Personale

Gli appalti e la tentazione dell’irresponsabilità

Tra le diverse proposte di semplificazione in materia di contratti pubblici che in questi giorni si stanno affacciando sulla stampa, vi è quella di eliminare la responsabilità per danni inflitti all’Erario dai dipendenti pubblici con condotte gravemente colpose (anche se, in questo caso, piuttosto che di semplificazione è più corretto parlare di deresponsabilizzazione).

Lo scopo principale (seppure non esclusivo) del giudizio di responsabilità erariale è quello di reintegrare il patrimonio dello Stato per i danni inflitti dai suoi funzionari.

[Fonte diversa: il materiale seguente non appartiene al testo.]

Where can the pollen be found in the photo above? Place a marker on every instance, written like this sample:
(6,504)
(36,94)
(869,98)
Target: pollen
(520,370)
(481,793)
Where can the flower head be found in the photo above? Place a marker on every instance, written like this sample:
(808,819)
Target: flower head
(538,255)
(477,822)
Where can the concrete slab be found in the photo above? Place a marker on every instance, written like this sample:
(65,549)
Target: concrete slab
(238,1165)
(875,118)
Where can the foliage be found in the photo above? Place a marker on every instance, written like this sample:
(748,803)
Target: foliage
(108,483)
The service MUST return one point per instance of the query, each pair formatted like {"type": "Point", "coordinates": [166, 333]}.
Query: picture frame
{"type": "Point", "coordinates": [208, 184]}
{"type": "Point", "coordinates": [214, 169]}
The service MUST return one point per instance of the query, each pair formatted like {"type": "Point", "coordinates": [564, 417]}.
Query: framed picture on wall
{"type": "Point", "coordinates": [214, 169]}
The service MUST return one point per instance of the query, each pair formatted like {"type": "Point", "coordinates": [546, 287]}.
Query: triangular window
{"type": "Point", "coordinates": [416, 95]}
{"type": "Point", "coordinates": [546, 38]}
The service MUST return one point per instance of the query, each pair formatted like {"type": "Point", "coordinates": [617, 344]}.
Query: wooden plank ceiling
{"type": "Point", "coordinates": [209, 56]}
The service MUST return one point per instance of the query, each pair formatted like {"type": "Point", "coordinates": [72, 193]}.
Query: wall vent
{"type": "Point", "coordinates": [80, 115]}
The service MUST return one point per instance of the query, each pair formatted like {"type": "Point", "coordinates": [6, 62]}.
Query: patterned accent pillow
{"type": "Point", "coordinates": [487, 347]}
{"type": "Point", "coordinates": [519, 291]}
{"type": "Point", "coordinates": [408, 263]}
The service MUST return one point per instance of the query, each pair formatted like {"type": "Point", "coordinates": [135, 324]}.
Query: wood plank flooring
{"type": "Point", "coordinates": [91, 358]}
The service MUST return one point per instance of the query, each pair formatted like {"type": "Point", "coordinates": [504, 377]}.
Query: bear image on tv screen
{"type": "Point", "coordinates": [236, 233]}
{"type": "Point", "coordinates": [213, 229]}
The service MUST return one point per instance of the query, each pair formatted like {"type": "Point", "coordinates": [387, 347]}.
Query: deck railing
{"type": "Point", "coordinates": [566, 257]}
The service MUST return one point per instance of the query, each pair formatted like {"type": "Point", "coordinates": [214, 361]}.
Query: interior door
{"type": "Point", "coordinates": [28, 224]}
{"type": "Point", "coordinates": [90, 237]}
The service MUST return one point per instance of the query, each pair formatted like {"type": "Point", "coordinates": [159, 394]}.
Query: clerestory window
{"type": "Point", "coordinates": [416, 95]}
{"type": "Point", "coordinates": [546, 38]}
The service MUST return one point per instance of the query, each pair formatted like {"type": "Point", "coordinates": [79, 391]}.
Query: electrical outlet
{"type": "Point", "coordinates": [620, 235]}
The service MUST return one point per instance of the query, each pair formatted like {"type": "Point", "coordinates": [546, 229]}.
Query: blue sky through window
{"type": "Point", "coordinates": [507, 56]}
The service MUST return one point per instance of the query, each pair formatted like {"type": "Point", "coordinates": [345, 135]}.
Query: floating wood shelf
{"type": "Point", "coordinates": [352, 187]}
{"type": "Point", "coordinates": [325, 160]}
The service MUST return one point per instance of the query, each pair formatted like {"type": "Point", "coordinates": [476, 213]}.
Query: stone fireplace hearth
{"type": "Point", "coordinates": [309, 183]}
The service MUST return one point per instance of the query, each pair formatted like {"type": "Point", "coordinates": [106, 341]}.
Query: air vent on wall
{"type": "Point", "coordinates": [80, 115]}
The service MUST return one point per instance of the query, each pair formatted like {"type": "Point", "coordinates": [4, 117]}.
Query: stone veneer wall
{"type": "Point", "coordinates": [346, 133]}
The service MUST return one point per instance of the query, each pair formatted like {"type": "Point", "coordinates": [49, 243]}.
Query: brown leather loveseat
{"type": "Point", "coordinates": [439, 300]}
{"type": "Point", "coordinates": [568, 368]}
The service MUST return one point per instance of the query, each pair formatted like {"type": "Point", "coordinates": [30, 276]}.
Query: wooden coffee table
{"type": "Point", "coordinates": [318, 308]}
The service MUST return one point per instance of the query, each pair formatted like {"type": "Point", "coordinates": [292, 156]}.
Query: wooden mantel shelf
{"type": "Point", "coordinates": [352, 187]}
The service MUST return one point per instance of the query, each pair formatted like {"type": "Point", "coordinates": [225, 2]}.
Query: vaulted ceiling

Tale funzione risarcitoria, peraltro, è declinata con severità molto minore rispetto a quella civilistica: solidarietà passiva e trasmissibilità dell’obbligazione risarcitoria agli eredi sono fortemente limitate e, soprattutto, la Corte dei conti possiede il c.d. potere riduttivo dell’addebito che consente di ridurre l’importo del risarcimento dovuto, tenuto conto del comportamento del dipendente pubblico. A tutto questo si aggiunga che, dal 1996, il Legislatore ha deciso che il pubblico dipendente non risponde dei danni commessi con un’imprudenza, un’imperizia o una negligenza non gravi. In altri termini, se siete in visita ad un museo pubblico e, sbadatamente, vi appoggiate ad un vaso antico facendolo andare in mille pezzi, è molto probabile che dovrete ripagarlo ma, se siete il custode del museo, pagherete solo se verrà dimostrata la vostra colpa grave.

Le giustificazioni di tale regime speciale sono diverse; la più convincente è quella che vi vede un mezzo per limitare la condanna del dipendente pubblico ai soli danni direttamente conseguenti al suo comportamento - con esclusione di quelli riconducibili a fatti organizzativi riferibili all’amministrazione - in modo da rendere la prospettiva della sua responsabilità una ragione di stimolo e non di disincentivo (Corte cost., sent. 20 novembre 1998, n.371). Ma v’è di più. La gravità della colpa è sempre esclusa quando il fatto dannoso tragga origine da un atto che la Corte abbia controllato in via preventiva (infatti, alcune proposte di semplificazione tendono all’ampliamento del novero degli atti da sottoporre a tale tipologia di controllo).

Da cosa deriva, quindi, la c.d. paura della firma del funzionario pubblico, per scongiurare la quale sarebbe opportuna, a detta dei proponenti, l’abolizione della responsabilità erariale per colpa grave? Probabilmente, essa è generata dalla presenza nell’ordinamento di un Pubblico ministero contabile che ha il compito di esigere (in nome e per conto di tutti noi cittadini contribuenti) non solo che i pubblici amministratori non rubino ma, prima ancora, che usino le risorse comuni con la dovuta accortezza.

Indubbiamente è vero che, accanto a tanti dirigenti seri e capaci che non temono la responsabilità derivante all’esercizio delle proprie funzioni, ve ne sono alcuni intimoriti dalle conseguenze patrimoniali di un loro grave errore. La scelta di assecondare o meno (e fino a che punto) tale paura non può che essere del Legislatore, al quale, però, andrebbe ricordato che il controllo della Corte dei conti sul buon andamento dell’apparato amministrativo costituisce uno dei fondamenti costituzionali dello Stato di diritto).

Occorre, quindi, fare molta attenzione affinché insieme ai tanti lacci e lacciuoli (di cui parlava Guido Carli) che ancora oggi avvolgono la macchina dei contratti pubblici non si finisca con il tagliarne anche i meccanismi di controllo: senza dubbio la velocità sarà assicurata ma, con molta probabilità, lo sarà anche il successivo schianto.